Author: lwall
Date: 2009-05-04 06:29:35 +0200 (Mon, 04 May 2009)
New Revision: 26662

Modified:
   docs/Perl6/Spec/S14-roles-and-parametric-types.pod
Log:
[S14] syntax category declarations need symbol in brackets


Modified: docs/Perl6/Spec/S14-roles-and-parametric-types.pod
===================================================================
--- docs/Perl6/Spec/S14-roles-and-parametric-types.pod  2009-05-04 04:21:10 UTC 
(rev 26661)
+++ docs/Perl6/Spec/S14-roles-and-parametric-types.pod  2009-05-04 04:29:35 UTC 
(rev 26662)
@@ -11,8 +11,8 @@
   Contributions: Tim Nelson <wayl...@wayland.id.au>
                  Jonathan Worthington <jn...@jnthn.net>
   Date: 24 Feb 2009, extracted from S12-objects.pod
-  Last Modified: 30 Apr 2009
-  Version: 4
+  Last Modified: 3 May 2009
+  Version: 5
 
 =head1 Overview
 
@@ -353,8 +353,8 @@
 
     role xxx {
         has Int $.xxx;
-        multi trait_auxiliary:is(xxx $trait, Class $container; $arg?) {...}
-        multi trait_auxiliary:is(xxx $trait, Any $container; $arg?) {...}
+        multi trait_auxiliary:<is>(xxx $trait, Class $container; $arg?) {...}
+        multi trait_auxiliary:<is>(xxx $trait, Any $container; $arg?) {...}
     }
 
 Then it can function as a trait.  A well-behaved trait handler will say
@@ -366,19 +366,19 @@
 matching, you can also say:
 
     class MyBase {
-        multi trait_auxiliary:is(MyBase $base, Class $class; $arg?) {...}
-        multi trait_auxiliary:is(MyBase $tied, Any $container; $arg?) {...}
+        multi trait_auxiliary:<is>(MyBase $base, Class $class; $arg?) {...}
+        multi trait_auxiliary:<is>(MyBase $tied, Any $container; $arg?) {...}
     }
 
 These capture control if C<MyBase> wants to capture control of how it gets
 used by any class or container.  But usually you can just let it call
 the generic defaults:
 
-    multi trait_auxiliary:is(Class $base, Class $class; $arg?) {...}
+    multi trait_auxiliary:<is>(Class $base, Class $class; $arg?) {...}
 
 which adds C<$base> to the "isa" list of C<$class>, or
 
-    multi trait_auxiliary:is(Class $tied, Any $container; $arg?) {...}
+    multi trait_auxiliary:<is>(Class $tied, Any $container; $arg?) {...}
 
 which sets the "tie" type of the container to the implementation type
 in C<$tied>.
@@ -389,8 +389,8 @@
 auxiliaries". Here's "C<will>", which (being syntactic sugar) merely
 delegates to back to "is":
 
-    multi sub trait_auxiliary:will($trait, $container; &arg) {
-        trait_auxiliary:is($trait, $container, &arg);
+    multi sub trait_auxiliary:<will>($trait, $container; &arg) {
+        trait_auxiliary:<is>($trait, $container, &arg);
     }
 
 Other traits are applied with a single word, and we call one of those a
@@ -399,7 +399,7 @@
 
     role as {
         has ReturnType $.as;
-        multi sub trait_verb:as($container; ReturnType $arg) {
+        multi sub trait_verb:<as>($container; ReturnType $arg) {
             $container does as($arg);
         }
         ...
@@ -409,7 +409,7 @@
 compile-time traits are applied one at a time, like mixin roles.

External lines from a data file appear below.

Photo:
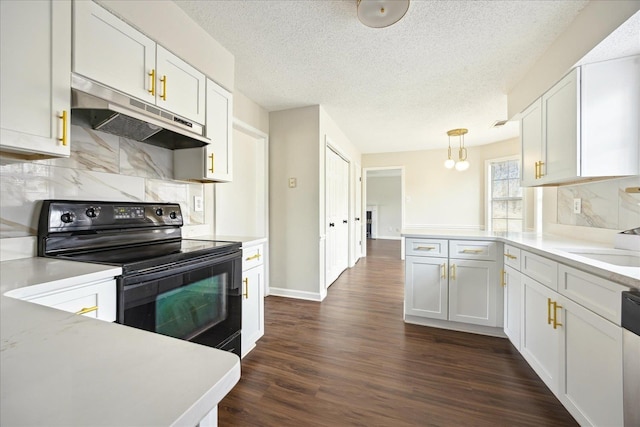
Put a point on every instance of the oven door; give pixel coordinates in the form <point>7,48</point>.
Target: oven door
<point>198,300</point>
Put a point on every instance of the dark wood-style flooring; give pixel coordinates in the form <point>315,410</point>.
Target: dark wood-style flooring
<point>352,361</point>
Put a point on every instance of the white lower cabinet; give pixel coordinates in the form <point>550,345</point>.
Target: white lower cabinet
<point>512,285</point>
<point>473,287</point>
<point>97,300</point>
<point>590,366</point>
<point>461,288</point>
<point>252,296</point>
<point>426,287</point>
<point>540,341</point>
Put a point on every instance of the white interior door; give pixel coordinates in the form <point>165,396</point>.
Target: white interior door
<point>337,215</point>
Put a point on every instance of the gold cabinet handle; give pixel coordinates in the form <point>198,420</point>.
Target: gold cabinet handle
<point>152,74</point>
<point>211,157</point>
<point>252,257</point>
<point>556,306</point>
<point>86,310</point>
<point>164,88</point>
<point>471,251</point>
<point>65,136</point>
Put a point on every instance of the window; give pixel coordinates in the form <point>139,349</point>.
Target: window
<point>505,201</point>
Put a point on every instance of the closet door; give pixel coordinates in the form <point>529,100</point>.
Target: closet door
<point>337,215</point>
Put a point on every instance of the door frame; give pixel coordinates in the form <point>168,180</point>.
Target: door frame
<point>365,174</point>
<point>256,133</point>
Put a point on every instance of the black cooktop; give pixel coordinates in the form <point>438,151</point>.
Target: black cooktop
<point>156,255</point>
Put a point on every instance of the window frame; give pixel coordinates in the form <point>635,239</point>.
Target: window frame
<point>488,192</point>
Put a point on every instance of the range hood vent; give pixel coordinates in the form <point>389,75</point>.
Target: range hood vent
<point>101,108</point>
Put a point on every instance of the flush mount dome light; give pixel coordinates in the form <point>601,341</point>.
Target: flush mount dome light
<point>381,13</point>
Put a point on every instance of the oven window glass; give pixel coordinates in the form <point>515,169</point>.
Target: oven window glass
<point>182,311</point>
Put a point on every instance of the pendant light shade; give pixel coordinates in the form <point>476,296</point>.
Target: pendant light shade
<point>381,13</point>
<point>462,164</point>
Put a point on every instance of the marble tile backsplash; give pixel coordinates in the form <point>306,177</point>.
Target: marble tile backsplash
<point>605,204</point>
<point>101,167</point>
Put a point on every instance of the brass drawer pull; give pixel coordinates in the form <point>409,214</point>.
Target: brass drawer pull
<point>86,310</point>
<point>252,257</point>
<point>472,251</point>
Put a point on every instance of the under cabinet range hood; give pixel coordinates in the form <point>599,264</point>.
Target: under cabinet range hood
<point>102,108</point>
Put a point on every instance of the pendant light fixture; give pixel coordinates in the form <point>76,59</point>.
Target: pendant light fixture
<point>381,13</point>
<point>462,164</point>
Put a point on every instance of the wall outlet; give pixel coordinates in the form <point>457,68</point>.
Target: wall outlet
<point>577,205</point>
<point>198,206</point>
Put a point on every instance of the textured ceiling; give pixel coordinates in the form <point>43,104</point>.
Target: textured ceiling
<point>446,64</point>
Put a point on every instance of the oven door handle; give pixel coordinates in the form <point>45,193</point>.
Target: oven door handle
<point>178,268</point>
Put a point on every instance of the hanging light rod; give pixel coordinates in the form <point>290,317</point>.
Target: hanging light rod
<point>381,13</point>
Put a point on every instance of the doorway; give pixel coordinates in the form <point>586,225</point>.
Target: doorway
<point>384,203</point>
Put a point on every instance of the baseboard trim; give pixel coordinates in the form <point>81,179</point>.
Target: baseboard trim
<point>456,326</point>
<point>292,293</point>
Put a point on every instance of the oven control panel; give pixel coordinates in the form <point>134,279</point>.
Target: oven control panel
<point>65,216</point>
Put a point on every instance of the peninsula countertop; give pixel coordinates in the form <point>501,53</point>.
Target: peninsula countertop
<point>551,246</point>
<point>58,368</point>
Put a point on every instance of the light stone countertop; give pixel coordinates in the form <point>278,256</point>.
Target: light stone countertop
<point>246,241</point>
<point>58,368</point>
<point>549,246</point>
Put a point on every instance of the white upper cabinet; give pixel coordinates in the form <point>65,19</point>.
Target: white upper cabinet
<point>35,77</point>
<point>117,55</point>
<point>585,126</point>
<point>214,161</point>
<point>111,52</point>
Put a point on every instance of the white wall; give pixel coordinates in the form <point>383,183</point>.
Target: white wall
<point>435,196</point>
<point>594,23</point>
<point>385,192</point>
<point>294,212</point>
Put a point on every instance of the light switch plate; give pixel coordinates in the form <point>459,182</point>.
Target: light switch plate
<point>197,204</point>
<point>577,205</point>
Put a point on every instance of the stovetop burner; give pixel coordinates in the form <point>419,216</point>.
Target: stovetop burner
<point>135,236</point>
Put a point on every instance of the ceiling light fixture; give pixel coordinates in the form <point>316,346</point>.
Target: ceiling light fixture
<point>381,13</point>
<point>462,164</point>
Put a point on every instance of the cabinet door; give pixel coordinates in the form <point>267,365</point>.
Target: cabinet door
<point>472,292</point>
<point>111,52</point>
<point>512,283</point>
<point>561,110</point>
<point>252,308</point>
<point>180,87</point>
<point>531,143</point>
<point>218,128</point>
<point>590,366</point>
<point>540,342</point>
<point>35,76</point>
<point>426,287</point>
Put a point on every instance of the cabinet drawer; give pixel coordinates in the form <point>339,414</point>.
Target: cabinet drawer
<point>540,269</point>
<point>598,295</point>
<point>471,249</point>
<point>512,257</point>
<point>426,247</point>
<point>97,300</point>
<point>252,256</point>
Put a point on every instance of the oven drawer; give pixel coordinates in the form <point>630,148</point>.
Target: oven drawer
<point>97,300</point>
<point>252,256</point>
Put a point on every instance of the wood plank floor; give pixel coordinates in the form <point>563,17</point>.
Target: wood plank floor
<point>352,361</point>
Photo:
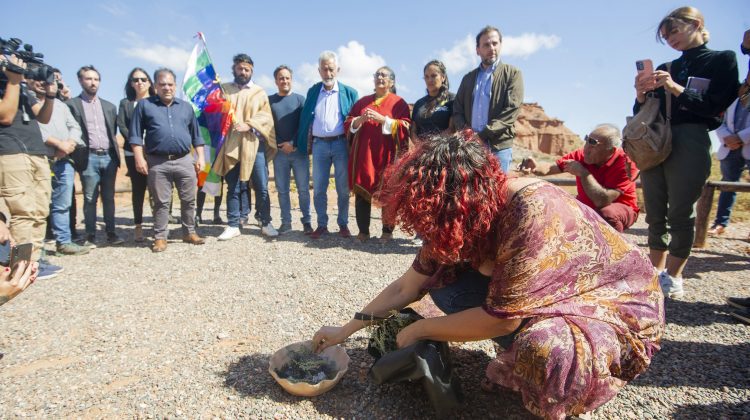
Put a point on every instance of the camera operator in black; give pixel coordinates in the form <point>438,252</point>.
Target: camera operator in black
<point>24,171</point>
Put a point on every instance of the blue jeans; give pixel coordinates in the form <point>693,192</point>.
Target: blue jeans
<point>283,166</point>
<point>62,198</point>
<point>731,170</point>
<point>259,178</point>
<point>98,177</point>
<point>505,157</point>
<point>327,153</point>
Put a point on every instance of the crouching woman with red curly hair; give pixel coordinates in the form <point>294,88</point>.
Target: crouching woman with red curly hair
<point>576,307</point>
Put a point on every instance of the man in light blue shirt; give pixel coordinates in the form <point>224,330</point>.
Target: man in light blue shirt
<point>489,98</point>
<point>321,130</point>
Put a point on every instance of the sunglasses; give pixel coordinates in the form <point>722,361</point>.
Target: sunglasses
<point>591,141</point>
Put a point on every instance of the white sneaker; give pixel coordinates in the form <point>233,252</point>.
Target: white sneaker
<point>269,231</point>
<point>229,233</point>
<point>671,286</point>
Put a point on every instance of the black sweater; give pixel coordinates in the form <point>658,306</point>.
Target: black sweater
<point>720,67</point>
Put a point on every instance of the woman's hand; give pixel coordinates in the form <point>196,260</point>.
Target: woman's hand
<point>327,337</point>
<point>409,335</point>
<point>373,115</point>
<point>664,79</point>
<point>642,86</point>
<point>5,235</point>
<point>24,275</point>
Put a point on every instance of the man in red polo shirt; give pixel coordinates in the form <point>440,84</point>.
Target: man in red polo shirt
<point>604,176</point>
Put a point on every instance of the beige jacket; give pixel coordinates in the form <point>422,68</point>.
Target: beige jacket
<point>250,106</point>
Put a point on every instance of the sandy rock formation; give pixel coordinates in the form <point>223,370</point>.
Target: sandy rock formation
<point>538,132</point>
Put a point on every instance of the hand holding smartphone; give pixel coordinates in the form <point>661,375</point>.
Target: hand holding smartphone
<point>645,79</point>
<point>18,253</point>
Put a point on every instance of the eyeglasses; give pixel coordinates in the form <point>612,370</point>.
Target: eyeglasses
<point>591,141</point>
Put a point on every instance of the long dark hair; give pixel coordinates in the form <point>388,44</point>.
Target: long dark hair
<point>442,96</point>
<point>130,91</point>
<point>450,190</point>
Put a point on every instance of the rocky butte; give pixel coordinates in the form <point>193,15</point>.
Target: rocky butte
<point>538,132</point>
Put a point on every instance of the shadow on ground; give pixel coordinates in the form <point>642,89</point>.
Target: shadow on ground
<point>702,365</point>
<point>249,377</point>
<point>713,411</point>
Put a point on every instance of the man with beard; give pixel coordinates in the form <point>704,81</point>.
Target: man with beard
<point>250,145</point>
<point>61,135</point>
<point>98,164</point>
<point>604,175</point>
<point>287,108</point>
<point>170,130</point>
<point>321,130</point>
<point>489,98</point>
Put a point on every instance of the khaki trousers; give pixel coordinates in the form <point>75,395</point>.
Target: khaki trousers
<point>25,188</point>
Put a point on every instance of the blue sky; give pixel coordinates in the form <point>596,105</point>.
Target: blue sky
<point>577,57</point>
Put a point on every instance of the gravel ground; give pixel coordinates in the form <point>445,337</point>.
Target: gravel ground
<point>187,333</point>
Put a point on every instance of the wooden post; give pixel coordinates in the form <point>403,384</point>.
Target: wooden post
<point>703,211</point>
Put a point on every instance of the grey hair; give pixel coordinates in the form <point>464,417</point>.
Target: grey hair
<point>328,55</point>
<point>611,132</point>
<point>161,70</point>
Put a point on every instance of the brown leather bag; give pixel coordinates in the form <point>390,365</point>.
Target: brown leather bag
<point>647,136</point>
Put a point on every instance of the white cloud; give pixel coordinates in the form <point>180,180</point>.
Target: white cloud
<point>527,44</point>
<point>172,56</point>
<point>266,82</point>
<point>463,55</point>
<point>114,8</point>
<point>357,67</point>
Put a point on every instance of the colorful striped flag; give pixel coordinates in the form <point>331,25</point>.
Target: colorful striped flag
<point>202,89</point>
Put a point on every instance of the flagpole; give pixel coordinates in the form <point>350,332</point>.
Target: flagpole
<point>208,53</point>
<point>221,87</point>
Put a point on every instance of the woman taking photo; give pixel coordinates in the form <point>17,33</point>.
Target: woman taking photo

 You can, in fact, apply a trait to a container at run time, but
 if you do, it's just an ordinary mixin role. You have to call the
-appropriate C<trait_auxiliary:is()> routine yourself if you want it to
+appropriate C<trait_auxiliary:<is>()> routine yourself if you want it to
 do any extra shenanigans.  The compiler won't call it for you at run
 time like it would at compile time.